Les Français reprochent souvent à l'information d'être pléthorique, anxiogène et biaisée. Pour autant, ils entretiennent des relations schizophrènes avec leur propre jugement.
S’informer, désormais, c’est être connecté : telle est la conséquence du leadership pris par internet, médium des médias. La connexion, comme processus informationnel, ne signifie pas seulement le glissement d’une surface de lecture à une autre, elle s’inscrit dans un nouveau mode de production et de consommation de l’information. Que le web et les réseaux sociaux soient adossés aux médias «traditionnels», qui conservent une forte valeur référentielle dans l’opinion publique, ne change rien à cette évolution.

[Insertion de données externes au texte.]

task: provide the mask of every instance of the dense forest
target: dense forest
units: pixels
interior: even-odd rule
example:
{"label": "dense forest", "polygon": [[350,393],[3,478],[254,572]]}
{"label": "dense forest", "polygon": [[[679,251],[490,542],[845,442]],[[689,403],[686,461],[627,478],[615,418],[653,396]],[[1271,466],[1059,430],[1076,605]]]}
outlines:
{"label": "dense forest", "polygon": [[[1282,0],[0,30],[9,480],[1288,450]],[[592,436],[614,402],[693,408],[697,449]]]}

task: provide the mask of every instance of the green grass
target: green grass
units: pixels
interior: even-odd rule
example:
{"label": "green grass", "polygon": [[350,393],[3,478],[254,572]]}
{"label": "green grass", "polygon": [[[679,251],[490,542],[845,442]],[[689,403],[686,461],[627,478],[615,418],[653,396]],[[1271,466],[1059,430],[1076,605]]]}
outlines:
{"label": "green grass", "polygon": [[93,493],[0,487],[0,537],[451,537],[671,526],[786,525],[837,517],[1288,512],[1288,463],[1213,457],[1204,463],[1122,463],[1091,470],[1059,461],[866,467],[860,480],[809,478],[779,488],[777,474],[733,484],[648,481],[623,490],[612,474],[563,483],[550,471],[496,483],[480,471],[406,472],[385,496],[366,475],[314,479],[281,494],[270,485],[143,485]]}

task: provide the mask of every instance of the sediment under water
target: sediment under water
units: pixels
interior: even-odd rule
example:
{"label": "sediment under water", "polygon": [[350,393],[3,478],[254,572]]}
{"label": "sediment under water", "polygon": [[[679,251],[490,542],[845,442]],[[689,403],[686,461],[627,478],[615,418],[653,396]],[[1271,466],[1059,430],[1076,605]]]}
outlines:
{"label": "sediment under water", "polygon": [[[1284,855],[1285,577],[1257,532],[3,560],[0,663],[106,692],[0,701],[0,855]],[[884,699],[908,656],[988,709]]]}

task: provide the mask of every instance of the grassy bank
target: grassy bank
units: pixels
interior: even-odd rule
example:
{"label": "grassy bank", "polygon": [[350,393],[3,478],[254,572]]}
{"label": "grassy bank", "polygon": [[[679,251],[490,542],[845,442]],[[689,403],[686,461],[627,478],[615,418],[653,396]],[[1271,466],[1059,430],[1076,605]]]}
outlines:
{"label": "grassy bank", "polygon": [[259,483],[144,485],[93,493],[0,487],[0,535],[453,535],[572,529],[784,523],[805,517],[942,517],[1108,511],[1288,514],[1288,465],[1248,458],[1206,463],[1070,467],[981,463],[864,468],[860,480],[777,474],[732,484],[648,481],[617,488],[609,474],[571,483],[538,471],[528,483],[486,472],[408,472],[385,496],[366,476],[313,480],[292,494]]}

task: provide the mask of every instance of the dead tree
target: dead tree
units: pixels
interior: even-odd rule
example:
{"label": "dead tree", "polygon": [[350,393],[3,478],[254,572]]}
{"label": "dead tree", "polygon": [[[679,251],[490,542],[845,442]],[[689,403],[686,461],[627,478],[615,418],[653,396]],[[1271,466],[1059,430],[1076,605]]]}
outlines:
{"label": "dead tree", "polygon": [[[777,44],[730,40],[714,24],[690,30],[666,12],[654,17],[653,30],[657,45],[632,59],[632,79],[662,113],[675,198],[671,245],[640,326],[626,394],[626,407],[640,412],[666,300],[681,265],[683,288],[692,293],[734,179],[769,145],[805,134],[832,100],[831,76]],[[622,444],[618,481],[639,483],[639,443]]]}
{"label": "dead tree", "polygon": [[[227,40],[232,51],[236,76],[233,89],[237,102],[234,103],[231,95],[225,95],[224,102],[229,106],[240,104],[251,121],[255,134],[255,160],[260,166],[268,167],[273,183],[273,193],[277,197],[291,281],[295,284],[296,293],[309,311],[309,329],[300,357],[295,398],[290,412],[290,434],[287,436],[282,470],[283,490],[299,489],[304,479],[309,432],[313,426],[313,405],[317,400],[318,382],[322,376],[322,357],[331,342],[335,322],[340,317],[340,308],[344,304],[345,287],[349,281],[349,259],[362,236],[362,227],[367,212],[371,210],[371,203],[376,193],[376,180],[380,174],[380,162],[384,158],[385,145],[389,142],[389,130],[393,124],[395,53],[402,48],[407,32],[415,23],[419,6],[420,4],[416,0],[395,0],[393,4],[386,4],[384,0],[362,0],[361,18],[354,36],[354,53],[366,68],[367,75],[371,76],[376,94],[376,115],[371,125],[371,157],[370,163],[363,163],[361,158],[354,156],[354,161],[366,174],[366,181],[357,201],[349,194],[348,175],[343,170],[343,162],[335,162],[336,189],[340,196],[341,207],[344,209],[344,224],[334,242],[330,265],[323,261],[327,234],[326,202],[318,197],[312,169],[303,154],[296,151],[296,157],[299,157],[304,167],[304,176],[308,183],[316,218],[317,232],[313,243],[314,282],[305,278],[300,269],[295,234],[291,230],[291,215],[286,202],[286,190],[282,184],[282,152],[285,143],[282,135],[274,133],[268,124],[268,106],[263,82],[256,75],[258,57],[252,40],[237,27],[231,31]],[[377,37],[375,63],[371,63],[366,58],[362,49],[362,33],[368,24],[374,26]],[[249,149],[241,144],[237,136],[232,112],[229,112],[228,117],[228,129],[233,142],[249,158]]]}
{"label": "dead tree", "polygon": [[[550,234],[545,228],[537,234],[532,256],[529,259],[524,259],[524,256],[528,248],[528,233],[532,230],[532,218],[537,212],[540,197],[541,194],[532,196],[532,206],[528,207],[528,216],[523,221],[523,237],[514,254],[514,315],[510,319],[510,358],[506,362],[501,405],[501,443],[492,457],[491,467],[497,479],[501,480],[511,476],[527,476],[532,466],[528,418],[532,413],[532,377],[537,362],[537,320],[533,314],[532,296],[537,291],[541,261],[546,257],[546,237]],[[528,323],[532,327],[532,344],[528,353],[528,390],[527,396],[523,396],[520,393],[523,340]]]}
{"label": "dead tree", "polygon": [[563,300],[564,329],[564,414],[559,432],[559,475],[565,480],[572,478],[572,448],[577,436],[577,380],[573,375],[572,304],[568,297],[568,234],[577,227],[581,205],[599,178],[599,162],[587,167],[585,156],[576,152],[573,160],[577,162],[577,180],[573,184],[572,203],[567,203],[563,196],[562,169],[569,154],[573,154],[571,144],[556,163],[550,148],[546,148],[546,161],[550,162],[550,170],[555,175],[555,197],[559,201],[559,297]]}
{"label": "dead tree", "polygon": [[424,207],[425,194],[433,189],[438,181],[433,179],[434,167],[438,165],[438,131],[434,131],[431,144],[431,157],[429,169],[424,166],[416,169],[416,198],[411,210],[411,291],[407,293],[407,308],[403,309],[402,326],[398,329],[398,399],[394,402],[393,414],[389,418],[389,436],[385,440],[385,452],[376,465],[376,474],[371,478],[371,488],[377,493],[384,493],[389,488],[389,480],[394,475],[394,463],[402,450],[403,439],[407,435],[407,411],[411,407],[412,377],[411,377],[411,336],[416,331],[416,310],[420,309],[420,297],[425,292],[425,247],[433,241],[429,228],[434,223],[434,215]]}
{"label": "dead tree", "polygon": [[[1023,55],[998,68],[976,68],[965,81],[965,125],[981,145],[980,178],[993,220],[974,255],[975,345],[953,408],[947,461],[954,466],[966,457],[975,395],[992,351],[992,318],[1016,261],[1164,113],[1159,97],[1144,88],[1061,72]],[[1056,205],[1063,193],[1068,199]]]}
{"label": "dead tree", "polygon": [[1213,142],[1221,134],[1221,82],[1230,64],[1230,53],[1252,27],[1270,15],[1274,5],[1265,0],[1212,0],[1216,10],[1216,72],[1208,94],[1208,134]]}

Cette obédience technologique, dans laquelle chaque récepteur est devenu un média potentiel, a favorisé le développement d’un rapport pathologique à l’information. Volontiers pulsionnelle, étant sans cesse activable, produisant du «nouveau» en permanence, la connexion exprime souvent moins une aspiration à la connaissance qu’une volonté vague de faire advenir quelque chose, dans un monde où le réel nous semble manquer de consistance et n’aller jamais assez vite.
Une information pléthorique, anxiogène et biaisée
Les Français adressent globalement trois critiques à la société de l’information, mais ils entretiennent des relations schizophrènes avec leur propre jugement. Ils déplorent qu’elle soit pléthorique – plus d’un Français sur deux dit souffrir de fatigue informationnelle – mais ils ont développé une relation addictive avec leurs connexions, entretenant eux-mêmes le phénomène.
Ils la jugent anxiogène – mais l’on sait que c’est la «bad news» qui fait le «good buzz»… Ils la jugent volontiers biaisée et s’inquiètent de sa fiabilité, alors même que la perméabilité à des thèses farfelues est de plus en plus élevée dans l’opinion. La vérité perd en séduction face au sensationnel ou au vraisemblable dès lors qu’il accrédite nos préjugés. Addiction/défiance, répulsion/attraction, voilà où nous en sommes.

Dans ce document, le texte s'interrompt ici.